Daily Form December 3, 2009


Inter-market Technical Analysis using algorithmic pattern detection


THURSDAY DECEMBER 3, 2009       06:09 ET




I shall be reviewing some strategic levels for key asset classes during a technical analysis slot this afternoon on CNBC’s European Closing Bell at about 16:30 London time.
The weekly chart of the S&P 500 reveals three key thresholds that this index faces in terms of future upward progress. The first is the 1122 level which represents the 50% retracement of the historic high and the March intraday low of 666. The index is within one percent of that level and one must presume that this will be tested imminently.
After that the index faces the 200 week EMA which at present is around the 1140 level which is a hurdle currently being confronted by several global indices including the Dow Jones Industrials and Germany’s DAX.
The next target, assuming that these hurdles will be overcome will be the 62% retracement level at 1230.
My tentative conjecture is that, assuming the dollar continues to cooperate by muddling along at or below current levels we could see 1230 on this index within the next couple of months.
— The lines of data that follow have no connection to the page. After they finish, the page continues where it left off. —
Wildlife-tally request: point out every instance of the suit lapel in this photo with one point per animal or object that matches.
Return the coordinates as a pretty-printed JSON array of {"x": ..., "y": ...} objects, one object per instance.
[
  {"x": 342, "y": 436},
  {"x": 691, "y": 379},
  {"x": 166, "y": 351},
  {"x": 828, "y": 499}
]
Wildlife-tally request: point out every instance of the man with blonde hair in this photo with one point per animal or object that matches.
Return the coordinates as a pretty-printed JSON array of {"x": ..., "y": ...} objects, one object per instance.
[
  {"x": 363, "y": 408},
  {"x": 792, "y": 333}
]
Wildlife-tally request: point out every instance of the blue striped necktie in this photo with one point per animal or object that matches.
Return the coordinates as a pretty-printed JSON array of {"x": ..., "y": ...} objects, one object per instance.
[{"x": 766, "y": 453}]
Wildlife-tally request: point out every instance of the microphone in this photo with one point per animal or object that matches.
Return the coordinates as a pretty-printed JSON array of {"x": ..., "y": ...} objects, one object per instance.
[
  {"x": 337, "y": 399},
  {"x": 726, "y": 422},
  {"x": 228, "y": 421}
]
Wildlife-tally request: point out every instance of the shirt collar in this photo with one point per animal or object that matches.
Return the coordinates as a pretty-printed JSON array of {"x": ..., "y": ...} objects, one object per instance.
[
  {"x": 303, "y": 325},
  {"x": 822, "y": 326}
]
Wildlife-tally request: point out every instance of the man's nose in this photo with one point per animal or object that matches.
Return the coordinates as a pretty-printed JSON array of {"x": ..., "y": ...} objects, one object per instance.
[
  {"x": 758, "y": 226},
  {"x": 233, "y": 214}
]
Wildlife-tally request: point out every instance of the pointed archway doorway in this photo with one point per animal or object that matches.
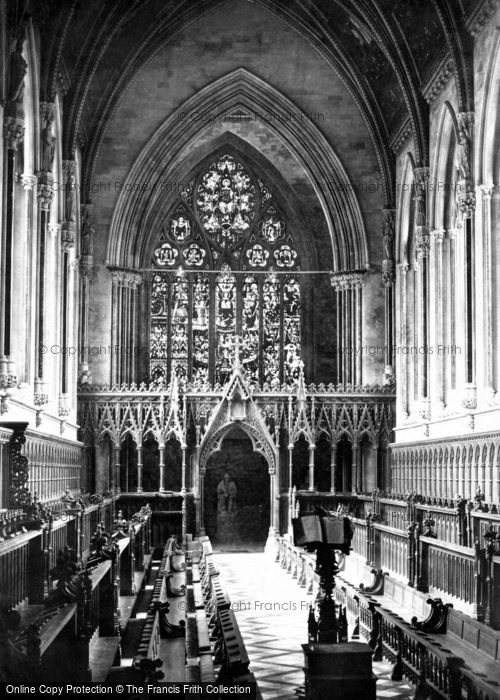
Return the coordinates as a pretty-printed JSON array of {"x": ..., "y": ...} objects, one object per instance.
[{"x": 237, "y": 494}]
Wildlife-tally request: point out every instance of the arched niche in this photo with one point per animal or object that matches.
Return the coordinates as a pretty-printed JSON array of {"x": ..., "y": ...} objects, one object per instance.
[{"x": 249, "y": 523}]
If the forex carry trades, which are looking a little toppish, should start unwinding, then the index may have some choppy trading which could potentially result in a re-testing of the 1000 area again.
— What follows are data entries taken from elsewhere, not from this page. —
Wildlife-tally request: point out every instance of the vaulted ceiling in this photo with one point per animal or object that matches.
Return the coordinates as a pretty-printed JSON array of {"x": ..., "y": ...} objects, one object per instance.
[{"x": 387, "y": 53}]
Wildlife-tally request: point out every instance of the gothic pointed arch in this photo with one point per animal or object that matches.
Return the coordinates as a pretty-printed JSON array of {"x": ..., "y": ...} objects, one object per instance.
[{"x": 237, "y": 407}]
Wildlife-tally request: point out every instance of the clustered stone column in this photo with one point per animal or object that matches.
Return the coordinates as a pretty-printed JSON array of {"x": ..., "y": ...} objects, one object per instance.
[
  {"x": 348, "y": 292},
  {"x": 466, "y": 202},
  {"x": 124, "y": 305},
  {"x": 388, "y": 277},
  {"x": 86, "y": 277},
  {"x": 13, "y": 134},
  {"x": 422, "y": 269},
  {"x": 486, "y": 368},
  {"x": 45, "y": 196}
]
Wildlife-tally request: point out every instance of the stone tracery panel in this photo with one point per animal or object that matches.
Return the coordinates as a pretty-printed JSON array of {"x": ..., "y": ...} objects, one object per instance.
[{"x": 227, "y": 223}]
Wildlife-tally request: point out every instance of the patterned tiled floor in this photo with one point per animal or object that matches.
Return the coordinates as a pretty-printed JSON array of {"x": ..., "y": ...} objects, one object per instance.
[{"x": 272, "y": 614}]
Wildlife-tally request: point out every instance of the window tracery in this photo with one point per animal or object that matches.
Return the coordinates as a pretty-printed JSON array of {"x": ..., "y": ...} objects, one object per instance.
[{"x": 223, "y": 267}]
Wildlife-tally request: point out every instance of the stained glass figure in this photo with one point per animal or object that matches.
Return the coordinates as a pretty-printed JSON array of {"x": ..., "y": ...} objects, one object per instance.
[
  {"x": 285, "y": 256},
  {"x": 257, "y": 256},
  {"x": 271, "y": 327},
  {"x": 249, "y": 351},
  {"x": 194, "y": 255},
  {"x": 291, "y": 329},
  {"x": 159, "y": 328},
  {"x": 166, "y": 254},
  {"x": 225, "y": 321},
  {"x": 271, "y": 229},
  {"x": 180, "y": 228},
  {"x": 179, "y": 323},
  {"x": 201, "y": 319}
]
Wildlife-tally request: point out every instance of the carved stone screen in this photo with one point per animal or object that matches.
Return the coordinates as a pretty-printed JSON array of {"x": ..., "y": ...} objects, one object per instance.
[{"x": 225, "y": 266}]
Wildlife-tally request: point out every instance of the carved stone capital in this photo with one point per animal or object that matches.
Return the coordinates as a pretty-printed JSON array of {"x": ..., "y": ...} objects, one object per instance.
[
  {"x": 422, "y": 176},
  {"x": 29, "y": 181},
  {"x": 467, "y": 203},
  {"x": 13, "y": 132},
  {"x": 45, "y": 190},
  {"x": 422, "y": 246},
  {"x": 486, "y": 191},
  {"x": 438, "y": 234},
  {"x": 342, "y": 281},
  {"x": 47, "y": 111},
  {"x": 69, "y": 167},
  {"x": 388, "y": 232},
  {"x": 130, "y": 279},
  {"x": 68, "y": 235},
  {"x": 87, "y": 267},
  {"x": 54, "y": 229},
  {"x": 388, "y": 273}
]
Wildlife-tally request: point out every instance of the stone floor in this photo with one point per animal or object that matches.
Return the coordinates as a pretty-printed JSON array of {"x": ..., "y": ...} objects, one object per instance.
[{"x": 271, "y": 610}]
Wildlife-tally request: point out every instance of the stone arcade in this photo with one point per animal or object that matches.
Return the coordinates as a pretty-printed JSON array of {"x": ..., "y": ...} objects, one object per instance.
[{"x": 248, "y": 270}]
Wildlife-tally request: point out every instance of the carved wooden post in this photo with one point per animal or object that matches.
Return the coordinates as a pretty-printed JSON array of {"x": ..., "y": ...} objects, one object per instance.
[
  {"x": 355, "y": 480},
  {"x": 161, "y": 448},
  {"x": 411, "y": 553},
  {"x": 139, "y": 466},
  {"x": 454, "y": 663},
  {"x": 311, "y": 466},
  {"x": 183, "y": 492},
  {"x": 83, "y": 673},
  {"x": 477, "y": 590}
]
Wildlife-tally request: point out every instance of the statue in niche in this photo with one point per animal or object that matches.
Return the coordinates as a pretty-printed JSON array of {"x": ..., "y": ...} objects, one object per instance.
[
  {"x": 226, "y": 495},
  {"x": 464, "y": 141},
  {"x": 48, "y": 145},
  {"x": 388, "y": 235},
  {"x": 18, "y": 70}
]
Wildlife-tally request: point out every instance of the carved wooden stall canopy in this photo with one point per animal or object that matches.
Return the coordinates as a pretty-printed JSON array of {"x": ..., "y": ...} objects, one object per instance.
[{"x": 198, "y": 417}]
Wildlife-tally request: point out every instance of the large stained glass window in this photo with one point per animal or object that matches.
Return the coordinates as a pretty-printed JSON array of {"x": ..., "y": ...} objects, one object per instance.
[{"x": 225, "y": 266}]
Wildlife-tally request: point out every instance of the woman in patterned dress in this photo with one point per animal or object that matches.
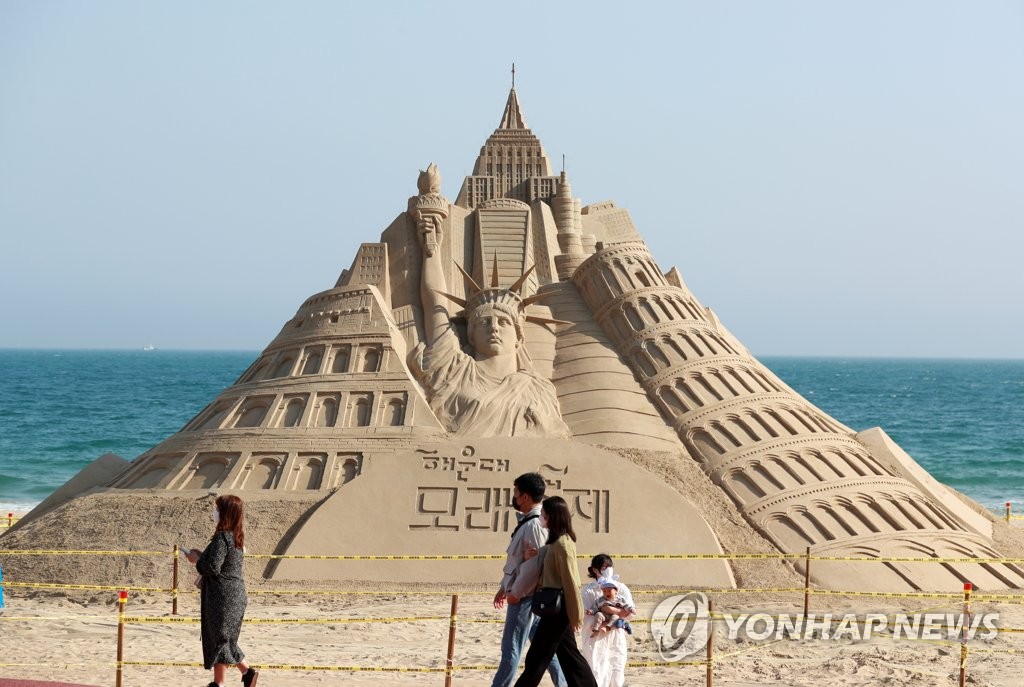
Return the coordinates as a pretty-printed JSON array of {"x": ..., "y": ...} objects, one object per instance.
[{"x": 222, "y": 593}]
The Nikkei 225 has made a startling recovery in the last few sessions. After reaching down almost to the 9000 level last Thursday, which was discussed here during November, the index has surged back to almost the 10,000 level - including a 3.8% trend day in Thursday’s session. The index opened on its low and closed on its high for the session.
The Japanese central bank and policy makers are clearly acutely aware of the critical nature of the 9000 level. As drawn on the chart violation of this clear baseline (dare one say neckline) could have turned the recent weakness into a rout. The very swift recovery echoes that seen the last time the index reached down to 9000, and as can be seen the index now needs to indicate that it will not plateau and begin the formation of a potential right shoulder where the baseline could again be tested in coming weeks.
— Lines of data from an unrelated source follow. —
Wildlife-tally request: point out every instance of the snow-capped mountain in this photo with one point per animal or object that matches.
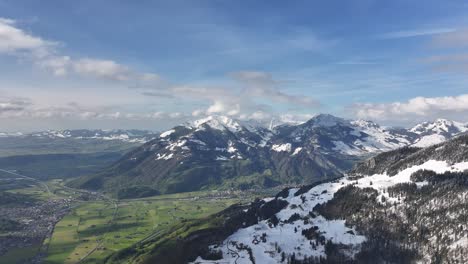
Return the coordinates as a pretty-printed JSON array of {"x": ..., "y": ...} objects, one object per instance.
[
  {"x": 402, "y": 206},
  {"x": 430, "y": 133},
  {"x": 131, "y": 136},
  {"x": 219, "y": 151}
]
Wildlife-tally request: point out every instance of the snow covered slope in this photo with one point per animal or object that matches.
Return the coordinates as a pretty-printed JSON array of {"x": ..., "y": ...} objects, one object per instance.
[
  {"x": 336, "y": 213},
  {"x": 430, "y": 133},
  {"x": 130, "y": 136}
]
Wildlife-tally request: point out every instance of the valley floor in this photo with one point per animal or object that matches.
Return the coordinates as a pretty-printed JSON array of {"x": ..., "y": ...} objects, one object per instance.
[{"x": 95, "y": 226}]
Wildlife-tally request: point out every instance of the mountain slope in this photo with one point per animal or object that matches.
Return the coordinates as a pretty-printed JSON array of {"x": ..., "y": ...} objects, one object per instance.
[
  {"x": 430, "y": 133},
  {"x": 412, "y": 211},
  {"x": 219, "y": 152},
  {"x": 72, "y": 141}
]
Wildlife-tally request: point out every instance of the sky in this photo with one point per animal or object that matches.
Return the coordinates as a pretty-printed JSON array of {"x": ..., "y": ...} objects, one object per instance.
[{"x": 154, "y": 64}]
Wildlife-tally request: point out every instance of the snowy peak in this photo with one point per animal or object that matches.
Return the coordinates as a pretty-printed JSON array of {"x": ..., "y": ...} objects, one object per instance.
[
  {"x": 131, "y": 136},
  {"x": 325, "y": 120},
  {"x": 430, "y": 133},
  {"x": 365, "y": 124},
  {"x": 440, "y": 126},
  {"x": 217, "y": 122}
]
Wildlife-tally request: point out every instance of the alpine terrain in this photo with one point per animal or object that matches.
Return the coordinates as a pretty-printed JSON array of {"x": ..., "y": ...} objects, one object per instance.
[
  {"x": 220, "y": 152},
  {"x": 403, "y": 206}
]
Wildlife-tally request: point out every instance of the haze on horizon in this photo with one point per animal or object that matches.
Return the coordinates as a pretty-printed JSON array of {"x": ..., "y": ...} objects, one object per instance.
[{"x": 88, "y": 64}]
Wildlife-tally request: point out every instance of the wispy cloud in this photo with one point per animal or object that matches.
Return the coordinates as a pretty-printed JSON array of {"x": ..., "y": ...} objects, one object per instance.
[
  {"x": 415, "y": 109},
  {"x": 415, "y": 33},
  {"x": 45, "y": 53}
]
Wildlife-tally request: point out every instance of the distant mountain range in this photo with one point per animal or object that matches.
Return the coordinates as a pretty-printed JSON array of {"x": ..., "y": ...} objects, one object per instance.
[
  {"x": 403, "y": 206},
  {"x": 220, "y": 152},
  {"x": 132, "y": 136}
]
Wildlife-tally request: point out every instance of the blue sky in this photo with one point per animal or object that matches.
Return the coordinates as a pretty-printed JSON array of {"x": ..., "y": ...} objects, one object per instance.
[{"x": 152, "y": 64}]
The 4 hour chart for the USD/JPY shows that the recent bout of yen strength - coinciding with Dubai centered flight to safety - may be ready to yield to a strengthening of the dollar at least in regard to this currency pair. The measures being taken by the BOJ to stimulate the Japanese economy, with even looser monetary policy than hitherto (which has a slight quality of desperation attached to it) may not assist in the overall desire to see the yen weaken. At least if there is a firmer tone to Japanese equities (for a while at least) there may be less re-patriation by Japanese investors and some positive foreign capital inflows.
The public finances in Japan are some of the worst within the G20 and there is still a large concern about the willingness of foreigners to keep buying JGB’s with coupons of around 1.5%.



Gold continues to surge ahead, and while there is a clear possibility of a temporary setback I shall repeat the forecast made here on October 6th - that based upon the inverted head and shoulders pattern seen most clearly on the weekly chart - the initial technical target for this formation is around $1350 per ounce.






TRADE OPPORTUNITIES/SETUPS FOR THURSDAY DECEMBER 3, 2009


The patterns identified below should be considered as indicative of eventual price direction in forthcoming trading sessions.
None of these setups should be seen as specifically opportune for the current trading session.
For a more comprehensive listing of price formations detected by our pattern recognition algorithms please visit TradeWithForm





XING  Qiao Xing Universal Telephone Inc  

Sometimes suggestions made here take a while to materialize. Here are my comments from a couple of weeks ago


XING is in a tight range but the MFI and volume charts are suggesting that an upward breakout could arise in coming sessions.





eurgbp    

As anticipated here yesterday EUR/GBP turned out to be at an inflection point and a long position taken up in yesterday's afternoon session could have delivered at least 70 pips, and I suspect that sterling could weaken further putting a re-test of the recent highs on this cross rate back in play.